AGRANA: Ein Überblick

AGRANA, mit Sitz in Wien, ist ein führender Nahrungsmittel- und Industriegüterkonzern, der landwirtschaftliche Rohstoffe in hochwertige Lebensmittel und industrielle Vorprodukte verwandelt. Das Unternehmen hat sich als Weltmarktführer bei Fruchtzubereitungen etabliert und ist ein bedeutender Akteur in der Zuckerproduktion in Zentral- und Osteuropa. Mit rund 9.000 Mitarbeitern und 50 Produktionsstandorten weltweit erwirtschaftet AGRANA einen jährlichen Umsatz von etwa 3,5 Milliarden Euro.

Die ersten drei Quartale 2025/26 im Detail

In den ersten drei Quartalen des Geschäftsjahres 2025/26 verzeichnete AGRANA einen Umsatz von 2.494 Millionen Euro, was einem Rückgang von 7,9 % im Vergleich zum Vorjahr entspricht. Trotz dieses Rückgangs konnte das EBIT mit 48,4 Millionen Euro nahezu stabil gehalten werden, was auf eine starke Performance im Geschäftsbereich Food & Beverage Solutions (FBS) zurückzuführen ist. Gleichzeitig kämpfte der Bereich Agricultural Commodities & Specialities (ACS) mit Herausforderungen, insbesondere im Ethanol- und Zuckermarkt.

Ein Blick auf die Geschäftsbereiche

  • Food & Beverage Solutions (FBS): Dieser Bereich trug maßgeblich zur Stabilität des Konzern-EBIT bei. Der Umsatz stieg leicht auf 1.252,1 Millionen Euro, während das EBIT um 23 % auf 89,8 Millionen Euro zulegte. Diese positive Entwicklung ist auf eine verbesserte Geschäftsentwicklung bei Rezepturen und im Getränkebereich zurückzuführen.
  • Agricultural Commodities & Specialities (ACS) – Stärke: Der Umsatz in diesem Segment betrug 756,2 Millionen Euro, leicht unter dem Vorjahreswert.

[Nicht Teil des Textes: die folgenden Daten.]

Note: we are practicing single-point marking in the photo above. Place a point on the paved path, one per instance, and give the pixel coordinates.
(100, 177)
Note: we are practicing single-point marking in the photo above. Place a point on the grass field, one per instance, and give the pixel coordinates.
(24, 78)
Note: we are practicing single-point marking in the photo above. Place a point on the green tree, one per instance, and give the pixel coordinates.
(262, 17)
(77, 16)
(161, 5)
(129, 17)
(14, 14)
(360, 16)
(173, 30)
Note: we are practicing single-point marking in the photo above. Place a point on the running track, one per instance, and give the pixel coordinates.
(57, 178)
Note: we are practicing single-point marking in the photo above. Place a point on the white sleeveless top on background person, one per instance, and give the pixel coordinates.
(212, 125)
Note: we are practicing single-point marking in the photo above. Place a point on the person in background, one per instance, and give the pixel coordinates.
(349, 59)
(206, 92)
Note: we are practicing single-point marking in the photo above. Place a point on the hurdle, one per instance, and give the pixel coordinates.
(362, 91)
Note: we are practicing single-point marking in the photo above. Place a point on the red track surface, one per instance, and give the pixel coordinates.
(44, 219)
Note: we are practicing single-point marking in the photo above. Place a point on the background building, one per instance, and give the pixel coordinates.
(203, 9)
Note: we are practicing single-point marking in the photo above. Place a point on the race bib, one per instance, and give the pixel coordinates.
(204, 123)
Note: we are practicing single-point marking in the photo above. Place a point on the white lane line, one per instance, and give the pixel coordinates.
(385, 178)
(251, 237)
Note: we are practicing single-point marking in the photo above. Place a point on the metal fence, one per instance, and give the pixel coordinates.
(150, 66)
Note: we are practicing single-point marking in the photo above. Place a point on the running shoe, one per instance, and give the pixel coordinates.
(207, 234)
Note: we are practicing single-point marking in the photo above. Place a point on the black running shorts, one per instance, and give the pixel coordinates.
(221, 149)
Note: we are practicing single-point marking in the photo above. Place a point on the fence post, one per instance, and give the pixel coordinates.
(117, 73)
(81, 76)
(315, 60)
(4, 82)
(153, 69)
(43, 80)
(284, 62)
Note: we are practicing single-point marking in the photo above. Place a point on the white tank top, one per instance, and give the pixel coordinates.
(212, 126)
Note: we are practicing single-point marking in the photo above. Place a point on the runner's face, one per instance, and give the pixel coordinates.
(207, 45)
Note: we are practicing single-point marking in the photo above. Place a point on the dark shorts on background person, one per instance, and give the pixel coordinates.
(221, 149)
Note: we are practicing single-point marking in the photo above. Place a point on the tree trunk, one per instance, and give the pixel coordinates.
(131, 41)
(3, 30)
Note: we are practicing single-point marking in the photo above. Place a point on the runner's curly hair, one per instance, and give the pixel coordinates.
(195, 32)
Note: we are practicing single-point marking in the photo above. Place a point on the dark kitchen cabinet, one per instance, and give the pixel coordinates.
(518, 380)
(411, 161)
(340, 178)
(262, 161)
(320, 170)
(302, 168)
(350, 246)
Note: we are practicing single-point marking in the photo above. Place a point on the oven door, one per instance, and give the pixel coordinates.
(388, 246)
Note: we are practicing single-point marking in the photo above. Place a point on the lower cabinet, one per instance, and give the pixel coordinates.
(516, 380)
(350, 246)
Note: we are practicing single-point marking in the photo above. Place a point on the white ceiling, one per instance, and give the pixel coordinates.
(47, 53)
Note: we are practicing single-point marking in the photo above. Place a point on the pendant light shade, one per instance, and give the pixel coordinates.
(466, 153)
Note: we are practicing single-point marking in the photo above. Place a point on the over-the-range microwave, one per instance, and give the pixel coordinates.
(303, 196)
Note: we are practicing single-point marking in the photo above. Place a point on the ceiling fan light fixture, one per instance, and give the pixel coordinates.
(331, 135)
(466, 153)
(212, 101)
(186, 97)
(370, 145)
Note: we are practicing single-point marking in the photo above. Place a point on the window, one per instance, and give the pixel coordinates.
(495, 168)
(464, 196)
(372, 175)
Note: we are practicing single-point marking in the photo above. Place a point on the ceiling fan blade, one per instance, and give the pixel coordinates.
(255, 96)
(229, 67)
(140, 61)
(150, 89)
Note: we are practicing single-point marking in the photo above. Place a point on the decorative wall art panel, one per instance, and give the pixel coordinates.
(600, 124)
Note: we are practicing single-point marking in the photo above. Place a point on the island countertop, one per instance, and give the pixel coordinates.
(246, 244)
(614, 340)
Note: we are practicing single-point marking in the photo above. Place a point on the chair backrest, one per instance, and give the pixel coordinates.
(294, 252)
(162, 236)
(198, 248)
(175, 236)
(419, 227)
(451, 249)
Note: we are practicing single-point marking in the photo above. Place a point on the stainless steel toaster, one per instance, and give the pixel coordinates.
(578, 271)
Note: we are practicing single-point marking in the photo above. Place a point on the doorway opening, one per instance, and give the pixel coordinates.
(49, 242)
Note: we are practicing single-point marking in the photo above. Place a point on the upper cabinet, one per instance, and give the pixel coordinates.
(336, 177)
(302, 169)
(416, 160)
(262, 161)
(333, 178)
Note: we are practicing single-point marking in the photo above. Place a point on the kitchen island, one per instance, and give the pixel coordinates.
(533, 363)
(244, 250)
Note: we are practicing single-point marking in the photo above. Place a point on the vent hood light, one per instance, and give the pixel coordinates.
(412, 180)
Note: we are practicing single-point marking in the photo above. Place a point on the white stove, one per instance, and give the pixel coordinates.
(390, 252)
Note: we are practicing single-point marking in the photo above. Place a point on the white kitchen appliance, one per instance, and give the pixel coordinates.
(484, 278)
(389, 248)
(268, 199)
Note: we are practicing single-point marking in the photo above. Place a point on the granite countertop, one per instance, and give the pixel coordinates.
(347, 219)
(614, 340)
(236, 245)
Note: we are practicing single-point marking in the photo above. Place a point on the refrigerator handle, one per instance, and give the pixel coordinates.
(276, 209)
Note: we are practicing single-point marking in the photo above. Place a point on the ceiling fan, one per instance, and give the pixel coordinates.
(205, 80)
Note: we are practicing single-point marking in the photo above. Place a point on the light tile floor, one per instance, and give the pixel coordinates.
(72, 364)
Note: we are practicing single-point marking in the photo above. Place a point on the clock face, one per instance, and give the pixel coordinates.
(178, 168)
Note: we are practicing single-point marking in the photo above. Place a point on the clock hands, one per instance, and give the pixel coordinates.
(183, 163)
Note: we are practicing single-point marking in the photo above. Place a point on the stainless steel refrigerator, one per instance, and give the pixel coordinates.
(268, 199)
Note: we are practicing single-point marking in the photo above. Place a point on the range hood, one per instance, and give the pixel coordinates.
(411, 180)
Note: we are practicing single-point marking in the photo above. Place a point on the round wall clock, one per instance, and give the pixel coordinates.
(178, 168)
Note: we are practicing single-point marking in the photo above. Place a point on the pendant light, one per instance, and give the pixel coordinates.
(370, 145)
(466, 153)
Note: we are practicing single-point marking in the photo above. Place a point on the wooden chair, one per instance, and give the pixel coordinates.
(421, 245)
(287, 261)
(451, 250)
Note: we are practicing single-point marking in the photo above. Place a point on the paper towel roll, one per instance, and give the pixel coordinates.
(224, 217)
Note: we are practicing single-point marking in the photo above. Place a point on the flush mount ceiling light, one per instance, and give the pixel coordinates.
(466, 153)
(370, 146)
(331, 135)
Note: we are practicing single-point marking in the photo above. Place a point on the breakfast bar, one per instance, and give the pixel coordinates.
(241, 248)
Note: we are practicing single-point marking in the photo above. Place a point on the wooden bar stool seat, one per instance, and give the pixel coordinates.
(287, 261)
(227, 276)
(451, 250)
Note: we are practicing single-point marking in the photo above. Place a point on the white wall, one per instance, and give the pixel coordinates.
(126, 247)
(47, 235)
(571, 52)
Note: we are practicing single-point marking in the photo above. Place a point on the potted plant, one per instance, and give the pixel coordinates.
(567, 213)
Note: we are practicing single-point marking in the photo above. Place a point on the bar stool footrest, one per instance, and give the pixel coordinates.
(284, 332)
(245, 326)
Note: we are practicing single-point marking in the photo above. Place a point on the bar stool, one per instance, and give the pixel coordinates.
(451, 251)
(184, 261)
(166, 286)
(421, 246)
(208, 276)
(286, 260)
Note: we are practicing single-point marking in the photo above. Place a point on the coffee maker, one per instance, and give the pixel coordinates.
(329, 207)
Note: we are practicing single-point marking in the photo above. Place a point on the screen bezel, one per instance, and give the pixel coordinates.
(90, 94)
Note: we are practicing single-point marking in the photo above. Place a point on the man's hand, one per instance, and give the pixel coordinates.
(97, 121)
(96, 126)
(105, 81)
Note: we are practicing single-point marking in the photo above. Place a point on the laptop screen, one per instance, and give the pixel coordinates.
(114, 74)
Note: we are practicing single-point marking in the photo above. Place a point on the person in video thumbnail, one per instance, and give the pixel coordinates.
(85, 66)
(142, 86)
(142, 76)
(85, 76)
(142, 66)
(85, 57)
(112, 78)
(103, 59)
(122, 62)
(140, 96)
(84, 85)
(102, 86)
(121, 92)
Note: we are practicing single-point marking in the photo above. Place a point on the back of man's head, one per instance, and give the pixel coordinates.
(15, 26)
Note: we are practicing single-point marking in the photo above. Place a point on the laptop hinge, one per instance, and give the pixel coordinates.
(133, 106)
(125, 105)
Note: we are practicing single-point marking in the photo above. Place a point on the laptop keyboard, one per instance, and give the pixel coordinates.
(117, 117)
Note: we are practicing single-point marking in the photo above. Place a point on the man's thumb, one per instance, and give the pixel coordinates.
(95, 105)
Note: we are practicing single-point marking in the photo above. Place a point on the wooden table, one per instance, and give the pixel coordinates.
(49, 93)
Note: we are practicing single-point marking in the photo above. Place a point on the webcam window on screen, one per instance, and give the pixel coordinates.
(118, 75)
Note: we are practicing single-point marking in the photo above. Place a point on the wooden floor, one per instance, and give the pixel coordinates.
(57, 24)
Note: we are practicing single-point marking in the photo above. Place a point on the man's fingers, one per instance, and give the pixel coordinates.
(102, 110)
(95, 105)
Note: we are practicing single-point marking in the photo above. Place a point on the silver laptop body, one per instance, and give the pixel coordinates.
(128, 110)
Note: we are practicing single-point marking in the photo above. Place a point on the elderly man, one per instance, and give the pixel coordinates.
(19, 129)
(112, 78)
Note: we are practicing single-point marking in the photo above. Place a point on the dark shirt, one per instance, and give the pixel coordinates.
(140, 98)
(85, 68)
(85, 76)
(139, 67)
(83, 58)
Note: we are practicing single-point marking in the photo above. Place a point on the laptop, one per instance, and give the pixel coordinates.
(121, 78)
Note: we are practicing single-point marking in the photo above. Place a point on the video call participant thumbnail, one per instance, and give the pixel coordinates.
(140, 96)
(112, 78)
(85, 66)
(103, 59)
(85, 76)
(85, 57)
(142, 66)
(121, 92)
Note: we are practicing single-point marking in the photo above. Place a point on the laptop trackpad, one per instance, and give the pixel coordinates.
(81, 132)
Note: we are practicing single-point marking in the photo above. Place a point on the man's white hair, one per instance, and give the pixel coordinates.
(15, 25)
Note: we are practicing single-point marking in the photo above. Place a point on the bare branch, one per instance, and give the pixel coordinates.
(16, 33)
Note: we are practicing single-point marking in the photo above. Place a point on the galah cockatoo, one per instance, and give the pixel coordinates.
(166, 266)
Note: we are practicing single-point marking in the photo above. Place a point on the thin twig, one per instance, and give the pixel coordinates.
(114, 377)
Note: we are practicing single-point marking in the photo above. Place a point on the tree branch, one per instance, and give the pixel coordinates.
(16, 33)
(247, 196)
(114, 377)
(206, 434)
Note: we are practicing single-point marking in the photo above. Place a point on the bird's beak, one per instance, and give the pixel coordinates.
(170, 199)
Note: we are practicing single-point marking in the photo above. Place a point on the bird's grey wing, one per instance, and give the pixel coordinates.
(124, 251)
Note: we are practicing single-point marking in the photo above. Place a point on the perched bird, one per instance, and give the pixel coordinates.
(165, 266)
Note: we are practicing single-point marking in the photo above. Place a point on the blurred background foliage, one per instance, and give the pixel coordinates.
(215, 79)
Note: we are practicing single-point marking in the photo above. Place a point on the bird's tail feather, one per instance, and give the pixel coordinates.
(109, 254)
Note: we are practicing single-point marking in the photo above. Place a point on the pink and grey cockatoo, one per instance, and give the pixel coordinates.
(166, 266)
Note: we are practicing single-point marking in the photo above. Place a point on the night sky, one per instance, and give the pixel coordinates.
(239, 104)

Das EBIT sank auf 18,9 Millionen Euro, was auf geringere Margen und höhere Rohstoffkosten zurückzuführen ist.
  • ACS – Zucker: Hier sank der Umsatz deutlich auf 458,5 Millionen Euro. Der Preisdruck im Industriebereich und gesunkene Verkaufspreise führten zu einem EBIT von –45,1 Millionen Euro.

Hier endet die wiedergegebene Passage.